Also in the plus column, higher concentrations of carbon dioxide, the main heat-trapping gas, are contributing to a greener world, according to the draft.
“Based on satellite observations since the early 1980s, there is high confidence that there has been a trend in many regions towards earlier greening of vegetation in the spring and increased net primary production linked to longer growing seasons and increasing atmospheric CO2 concentrations,” it said.
But warming in cool regions can bring mixed results, the draft says. For example, while temperate and higher latitudes could be friendlier to farming, they are also proving friendlier to weeds, as well as insect pests and wildfires that are likely to imperil forests.
Final details of the summary are being discussed by hundreds of authors and government representatives from more than 100 countries meeting this week in Brussels and conferring by e-mail.
Scientists and government officials sparred over the wording of the draft on Wednesday, according to some people involved, with disagreements on the level of certainty in projections of health and ecological consequences of warming.
But over all, the report is expected to provide significant new detail on a world increasingly influenced by human actions, most notably the buildup of carbon dioxide and other greenhouse gases emitted mainly by burning fossil fuels and forests.
In the long run, most regions are likely to be more harmed than helped by the changes, the draft says. For example, projections for coming decades foresee intensifying drought and downpours, as well as a relentless intrusion of rising seas — at an uncertain rate — along crowded coasts and around low-lying islands.
Water supplies fed by alpine snows or ice sheets are already experiencing changes and could be greatly disrupted, it said.
Among other findings, the draft says:
¶“Coasts are very likely to be exposed to increasing risks due to climate change and sea-level rise, and the effect will be exacerbated by increasing human-induced pressures on coastal areas.”

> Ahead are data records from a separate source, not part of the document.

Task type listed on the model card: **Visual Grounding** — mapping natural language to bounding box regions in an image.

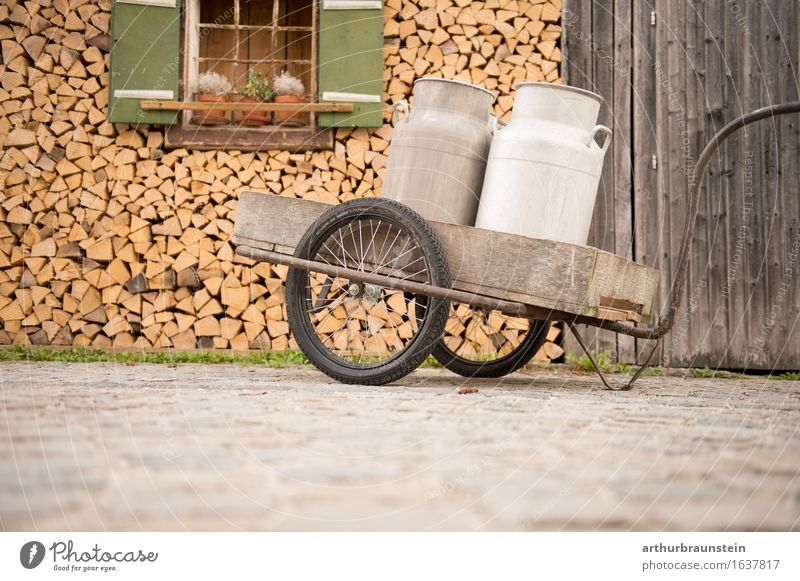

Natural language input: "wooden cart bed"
[233,191,660,323]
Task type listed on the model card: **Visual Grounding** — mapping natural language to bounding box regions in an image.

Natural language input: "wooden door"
[564,0,800,371]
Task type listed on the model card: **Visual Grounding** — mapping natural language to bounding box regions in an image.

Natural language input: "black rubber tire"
[432,317,550,378]
[286,198,451,385]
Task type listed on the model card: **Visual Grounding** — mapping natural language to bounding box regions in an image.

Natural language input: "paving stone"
[0,362,798,531]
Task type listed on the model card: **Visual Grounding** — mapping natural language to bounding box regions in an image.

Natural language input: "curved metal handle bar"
[598,101,800,341]
[568,322,661,391]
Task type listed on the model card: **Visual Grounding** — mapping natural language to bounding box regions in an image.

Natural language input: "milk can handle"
[588,125,613,152]
[490,114,508,133]
[391,100,409,126]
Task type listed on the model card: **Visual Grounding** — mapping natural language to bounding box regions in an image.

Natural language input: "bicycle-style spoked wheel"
[286,198,451,385]
[432,303,550,378]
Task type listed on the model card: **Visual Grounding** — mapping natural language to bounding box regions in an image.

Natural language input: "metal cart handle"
[595,101,800,341]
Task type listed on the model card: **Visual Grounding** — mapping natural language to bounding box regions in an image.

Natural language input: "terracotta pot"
[192,93,229,126]
[274,95,308,126]
[235,95,269,127]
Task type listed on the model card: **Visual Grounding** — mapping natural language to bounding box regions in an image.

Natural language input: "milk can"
[382,78,495,225]
[474,82,612,245]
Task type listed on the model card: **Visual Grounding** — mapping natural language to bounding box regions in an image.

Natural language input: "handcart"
[232,103,800,389]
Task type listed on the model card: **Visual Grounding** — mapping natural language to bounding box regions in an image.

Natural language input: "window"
[170,0,322,149]
[108,0,384,151]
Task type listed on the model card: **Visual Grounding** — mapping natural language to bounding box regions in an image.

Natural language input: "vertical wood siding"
[564,0,800,370]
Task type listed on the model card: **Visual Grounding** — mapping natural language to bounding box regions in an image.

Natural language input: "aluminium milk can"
[474,82,612,245]
[383,78,495,225]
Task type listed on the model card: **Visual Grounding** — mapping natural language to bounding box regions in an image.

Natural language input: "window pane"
[284,0,312,27]
[241,0,275,27]
[198,26,236,84]
[200,0,235,26]
[241,27,272,64]
[282,31,311,92]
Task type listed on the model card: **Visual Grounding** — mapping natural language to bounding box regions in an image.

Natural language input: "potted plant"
[192,71,232,126]
[272,70,307,126]
[236,71,274,127]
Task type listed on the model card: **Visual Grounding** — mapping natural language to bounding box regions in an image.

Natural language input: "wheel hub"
[363,283,383,303]
[347,281,383,303]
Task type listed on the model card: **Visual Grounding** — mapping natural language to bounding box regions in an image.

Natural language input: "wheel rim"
[299,213,434,369]
[440,304,533,363]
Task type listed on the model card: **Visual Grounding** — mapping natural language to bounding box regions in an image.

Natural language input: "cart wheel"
[432,305,549,378]
[286,198,451,385]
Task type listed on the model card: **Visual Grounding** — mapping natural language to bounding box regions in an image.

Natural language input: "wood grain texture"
[165,125,335,150]
[0,0,567,354]
[566,0,800,369]
[233,191,660,320]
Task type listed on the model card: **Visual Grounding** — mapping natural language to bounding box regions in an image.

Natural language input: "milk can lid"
[514,82,607,106]
[413,77,495,99]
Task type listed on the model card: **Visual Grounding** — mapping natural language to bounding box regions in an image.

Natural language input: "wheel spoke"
[299,215,435,368]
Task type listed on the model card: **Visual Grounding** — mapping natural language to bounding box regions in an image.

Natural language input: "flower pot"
[192,93,229,126]
[274,95,308,126]
[235,95,269,127]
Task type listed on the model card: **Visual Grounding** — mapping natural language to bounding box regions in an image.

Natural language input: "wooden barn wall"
[563,0,800,370]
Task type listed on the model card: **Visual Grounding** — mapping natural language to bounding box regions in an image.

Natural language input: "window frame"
[166,0,334,151]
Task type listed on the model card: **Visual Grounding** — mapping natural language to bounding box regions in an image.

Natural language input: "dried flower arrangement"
[193,71,233,126]
[272,71,307,126]
[272,71,305,97]
[197,71,232,96]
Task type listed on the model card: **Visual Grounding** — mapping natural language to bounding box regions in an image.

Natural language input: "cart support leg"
[567,322,660,391]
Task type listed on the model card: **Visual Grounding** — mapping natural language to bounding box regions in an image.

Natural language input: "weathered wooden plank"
[568,0,800,369]
[778,0,800,370]
[562,0,593,89]
[140,101,354,112]
[633,0,660,363]
[720,0,750,369]
[744,2,772,370]
[746,3,768,369]
[582,0,619,356]
[165,125,335,151]
[232,192,660,319]
[658,0,691,368]
[685,0,724,365]
[563,0,617,357]
[613,0,636,362]
[764,0,797,368]
[715,0,743,370]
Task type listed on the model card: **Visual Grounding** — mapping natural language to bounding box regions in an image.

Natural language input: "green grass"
[690,365,742,379]
[566,349,663,377]
[566,350,798,380]
[5,345,787,380]
[422,355,443,368]
[768,371,800,381]
[0,345,309,366]
[566,349,613,372]
[0,345,447,369]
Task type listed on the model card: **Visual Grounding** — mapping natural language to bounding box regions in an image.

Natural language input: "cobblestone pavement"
[1,362,798,531]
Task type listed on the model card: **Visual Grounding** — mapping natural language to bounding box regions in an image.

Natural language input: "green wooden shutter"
[318,0,384,127]
[109,0,182,124]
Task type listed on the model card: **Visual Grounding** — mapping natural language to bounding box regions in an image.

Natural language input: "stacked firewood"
[0,0,563,362]
[385,0,564,121]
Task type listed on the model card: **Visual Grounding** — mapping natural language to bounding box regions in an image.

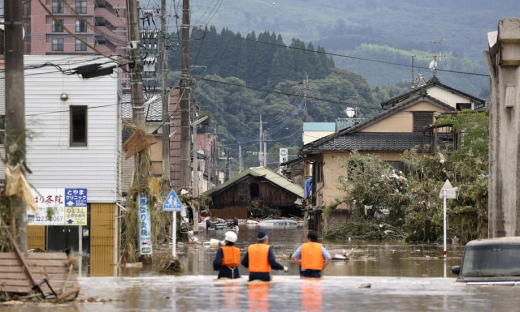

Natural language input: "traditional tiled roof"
[302,93,455,153]
[309,132,430,153]
[203,166,304,198]
[380,76,485,108]
[121,89,170,122]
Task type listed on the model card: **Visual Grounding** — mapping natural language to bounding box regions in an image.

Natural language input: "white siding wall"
[427,86,472,108]
[0,64,5,181]
[24,56,118,203]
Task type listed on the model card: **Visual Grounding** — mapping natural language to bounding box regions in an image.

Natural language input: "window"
[75,38,87,51]
[413,112,433,132]
[75,20,87,33]
[456,103,472,111]
[0,115,5,145]
[23,2,31,16]
[52,0,64,13]
[75,1,87,14]
[70,106,88,147]
[52,19,63,32]
[52,38,64,51]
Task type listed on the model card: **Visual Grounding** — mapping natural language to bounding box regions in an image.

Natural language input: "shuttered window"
[413,112,433,132]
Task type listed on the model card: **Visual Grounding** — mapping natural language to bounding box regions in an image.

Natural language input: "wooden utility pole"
[5,0,27,251]
[180,0,191,192]
[161,0,170,192]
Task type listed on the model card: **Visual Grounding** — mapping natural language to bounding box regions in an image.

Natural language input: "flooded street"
[7,225,516,311]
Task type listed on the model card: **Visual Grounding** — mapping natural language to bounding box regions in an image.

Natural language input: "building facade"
[21,55,122,276]
[23,0,127,55]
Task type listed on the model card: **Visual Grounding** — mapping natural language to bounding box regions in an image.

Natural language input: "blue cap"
[257,231,268,240]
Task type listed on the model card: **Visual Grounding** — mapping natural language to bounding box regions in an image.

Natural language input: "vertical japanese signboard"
[28,188,88,226]
[139,193,153,255]
[64,188,88,226]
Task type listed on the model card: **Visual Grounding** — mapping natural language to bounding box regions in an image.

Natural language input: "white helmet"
[224,231,237,243]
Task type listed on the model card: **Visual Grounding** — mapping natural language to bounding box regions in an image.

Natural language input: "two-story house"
[18,55,122,276]
[300,77,485,233]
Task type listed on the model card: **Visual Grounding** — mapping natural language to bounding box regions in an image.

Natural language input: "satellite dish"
[345,107,355,118]
[429,60,437,72]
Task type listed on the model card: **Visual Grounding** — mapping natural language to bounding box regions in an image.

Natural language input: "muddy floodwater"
[7,225,519,311]
[175,224,465,278]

¶“It is likely that corals will experience a major decline due to increased bleaching and mortality due to rising seawater temperatures.”

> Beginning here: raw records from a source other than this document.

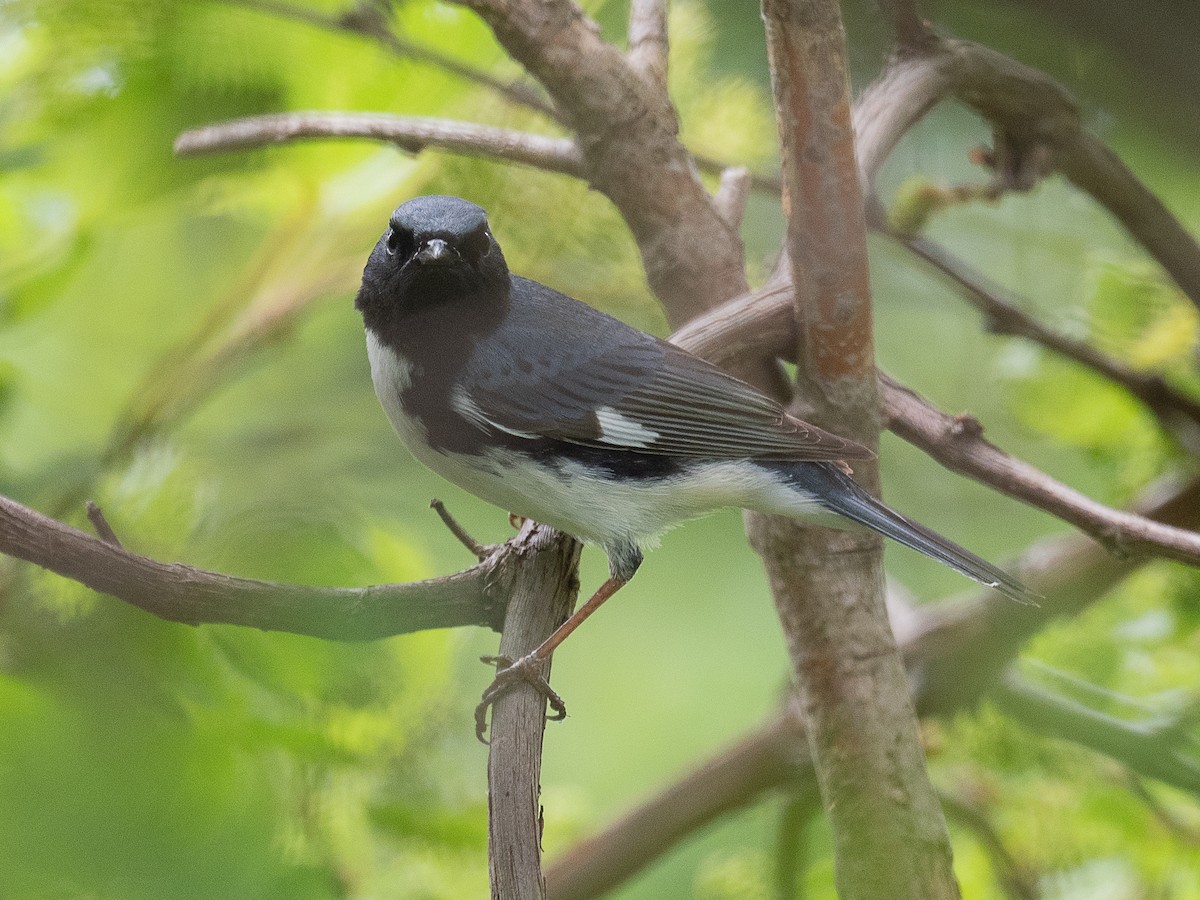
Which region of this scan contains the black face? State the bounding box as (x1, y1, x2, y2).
(355, 195, 510, 336)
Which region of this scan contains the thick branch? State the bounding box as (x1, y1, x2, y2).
(758, 1, 958, 897)
(455, 0, 748, 325)
(0, 493, 504, 639)
(175, 112, 583, 175)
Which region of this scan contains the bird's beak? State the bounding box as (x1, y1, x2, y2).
(415, 238, 455, 265)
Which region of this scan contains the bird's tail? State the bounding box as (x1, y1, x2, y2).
(783, 463, 1037, 604)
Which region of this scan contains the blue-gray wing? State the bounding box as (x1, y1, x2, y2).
(458, 277, 873, 462)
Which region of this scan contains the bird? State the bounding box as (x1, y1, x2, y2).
(355, 195, 1033, 738)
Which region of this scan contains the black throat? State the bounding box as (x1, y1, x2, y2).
(359, 264, 512, 454)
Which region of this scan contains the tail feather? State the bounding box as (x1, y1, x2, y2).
(792, 463, 1038, 605)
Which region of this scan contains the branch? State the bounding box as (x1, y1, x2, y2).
(174, 112, 583, 175)
(216, 0, 557, 118)
(455, 0, 748, 325)
(879, 373, 1200, 567)
(990, 670, 1200, 794)
(854, 39, 1200, 312)
(545, 711, 811, 900)
(487, 522, 581, 900)
(757, 1, 959, 897)
(543, 475, 1200, 897)
(627, 0, 669, 92)
(896, 233, 1200, 441)
(670, 285, 1200, 569)
(0, 492, 506, 639)
(875, 0, 938, 55)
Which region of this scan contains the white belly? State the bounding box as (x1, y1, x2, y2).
(365, 332, 830, 550)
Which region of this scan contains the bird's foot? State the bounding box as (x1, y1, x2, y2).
(475, 653, 566, 743)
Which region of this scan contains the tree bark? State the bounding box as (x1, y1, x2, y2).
(487, 523, 582, 899)
(751, 1, 960, 897)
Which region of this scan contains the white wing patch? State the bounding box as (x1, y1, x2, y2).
(594, 406, 659, 449)
(452, 387, 538, 439)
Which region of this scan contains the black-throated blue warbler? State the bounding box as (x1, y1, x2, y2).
(355, 195, 1031, 737)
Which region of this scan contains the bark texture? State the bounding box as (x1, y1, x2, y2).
(753, 1, 959, 896)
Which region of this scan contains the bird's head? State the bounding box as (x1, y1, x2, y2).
(356, 195, 509, 333)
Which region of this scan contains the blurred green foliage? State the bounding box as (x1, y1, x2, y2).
(1, 0, 1199, 897)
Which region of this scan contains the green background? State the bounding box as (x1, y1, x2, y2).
(1, 0, 1198, 896)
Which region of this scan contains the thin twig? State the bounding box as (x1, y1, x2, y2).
(896, 232, 1200, 443)
(430, 498, 489, 561)
(84, 501, 123, 549)
(216, 0, 557, 118)
(174, 112, 584, 175)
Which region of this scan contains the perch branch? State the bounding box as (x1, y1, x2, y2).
(487, 522, 581, 900)
(0, 492, 506, 639)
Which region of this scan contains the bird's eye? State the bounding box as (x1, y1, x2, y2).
(462, 226, 492, 260)
(384, 227, 410, 257)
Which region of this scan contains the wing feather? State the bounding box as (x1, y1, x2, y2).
(461, 276, 873, 462)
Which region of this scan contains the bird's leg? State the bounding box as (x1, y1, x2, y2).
(475, 547, 641, 742)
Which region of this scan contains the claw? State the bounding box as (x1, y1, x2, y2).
(475, 653, 566, 743)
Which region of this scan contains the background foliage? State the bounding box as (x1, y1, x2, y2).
(1, 0, 1198, 896)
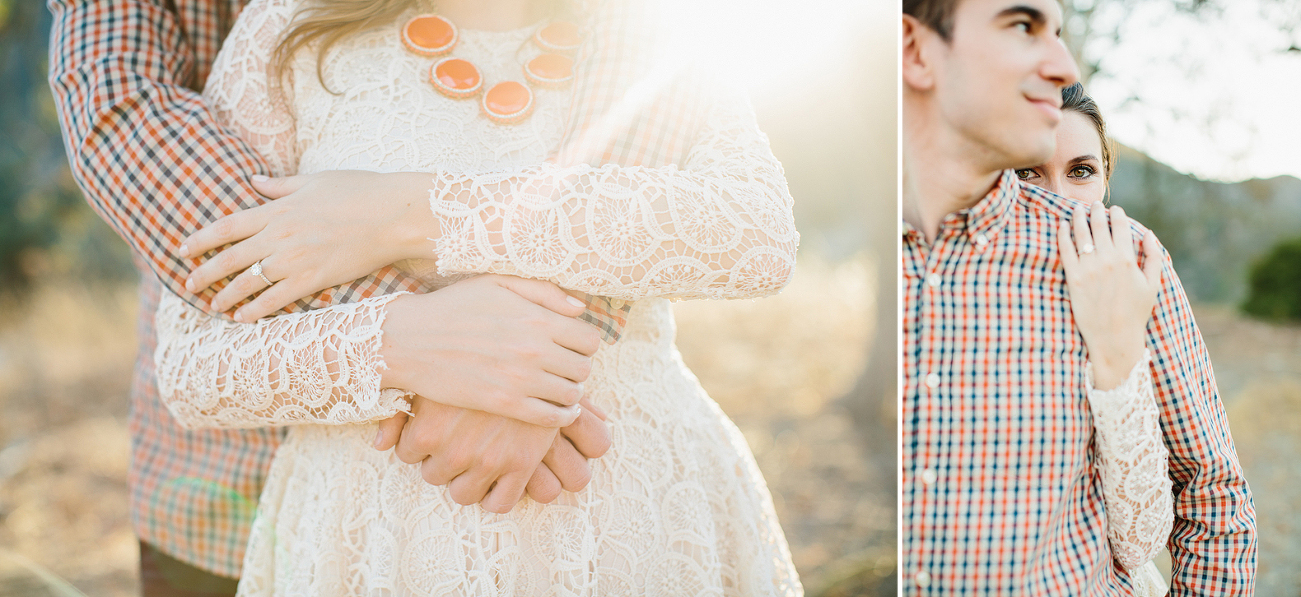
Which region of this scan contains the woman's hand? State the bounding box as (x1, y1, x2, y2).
(180, 171, 438, 321)
(1057, 202, 1163, 390)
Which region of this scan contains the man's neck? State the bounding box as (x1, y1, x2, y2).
(902, 105, 1006, 245)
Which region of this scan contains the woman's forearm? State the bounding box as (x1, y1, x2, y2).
(154, 289, 413, 429)
(426, 94, 798, 301)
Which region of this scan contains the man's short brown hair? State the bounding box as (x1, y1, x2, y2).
(904, 0, 959, 40)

¶Many of the world’s regions that are already vulnerable to climate and coastal hazards are likely to see the biggest effects from additional changes driven by the buildup of greenhouse gases. “Poor communities can be especially vulnerable,” it says, “because they tend to be concentrated in relatively high-risk areas, have more limited coping capacities, and can be more dependent on climate-sensitive resources such as local water and food supplies.”
The existing and projected threats to these regions are justification for a greatly intensified effort by development groups, wealthy countries, and governments in poor countries to increase resilience in regions most at risk, officials said.
Achim Steiner, a United Nations under secretary general who is executive director of the United Nations Environment Program, would not comment directly on the climate panel’s draft findings. But he said in an e-mail exchange that development projects in the world’s struggling countries would need to take climate hazards into account.
“Trillions of dollars will be invested in infrastructure in developing countries alone over the coming years,” he said. “The challenge is to ensure that climate change impacts are factored into investment decisions at the outset so that, say a road, railway or power plant, is planned with climate change in mind.”